Nearly 80 per cent of local newspaper editors believe public bodies such as the local council, police or health authority are becoming more secretive, according to an NS survey.

Just 10 per cent of editors from weekly and daily titles said getting information from public bodies had become easier in recent years while 13 per cent said it was neither harder nor easier.

The online survey of local newspaper editors was conducted by the NS for Local Newspaper Week which this year is themed Your Voice.

It found that more than a third (35 per cent) of editors had experienced having a reporter prevented from attending a public meeting or prevented from reporting details from it. 

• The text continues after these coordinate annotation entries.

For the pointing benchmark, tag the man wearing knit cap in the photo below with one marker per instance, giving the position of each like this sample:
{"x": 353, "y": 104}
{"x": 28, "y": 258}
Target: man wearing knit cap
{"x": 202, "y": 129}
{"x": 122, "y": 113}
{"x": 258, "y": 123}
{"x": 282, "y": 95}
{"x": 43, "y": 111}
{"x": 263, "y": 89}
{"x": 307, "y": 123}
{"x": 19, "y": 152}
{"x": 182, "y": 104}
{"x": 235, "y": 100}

Eighty-two per cent of those who had encountered these obstructions had challenged them and more than two thirds (67 per cent) of those challenges were successful.
In the past year, the average local newspaper submitted 16 FoI requests and in 81 per cent of cases, the information requested was successfully obtained.
A recent paper by James Morrison, senior lecturer in journalism at Kingston University, also concluded that council decision making has become more secretive.
While Whitehall has been trumpeting its moves to improve monitoring of waste managers and care home owners, the machinery of local government in the here and now - short, the way political decisions affecting tomorrow's services are being taken - has become ever more opaque.
Morrison highlights the Local Government Act 2000 which led to the introduction of Westminster-style cabinets and executives and the appointment of political assistants modeled on ministerial special advisers:
The combined effect of these twin developments has been to maximise the ability of council cabinets/executives to take policy decisions in secret, while minimising that of the press, public, or indeed councillors shorn of 'frontbench' roles to scrutinise or challenge their actions. Meetings of council committees and the full council – once energetic arenas for public debate and knife-edge votes on controversial issues (not to mention sources of lively news copy) – have been reduced to little more than a rubber-stamp…With council meetings downgraded to the status of talking-shops, it’s little wonder that today’s local newspaper editors – faced with ever-tighter budgets and 24-hour deadlines for their web operations – are voting with their feet and ceasing to cover them.”
The paper quotes one response from a Yorkshire based paper:
We have experience of cabinets meeting both in public and privately. Our experience has been that the LGA has made councils more secretive and less open. The idea of cabinet responsibility has made it harder to question decisions and we have to rely on FOI more than I would like. For instance, ten years ago only the largest councils had press offices to field questions. Smaller district councils gave direct access to senior officers. This is no longer the case.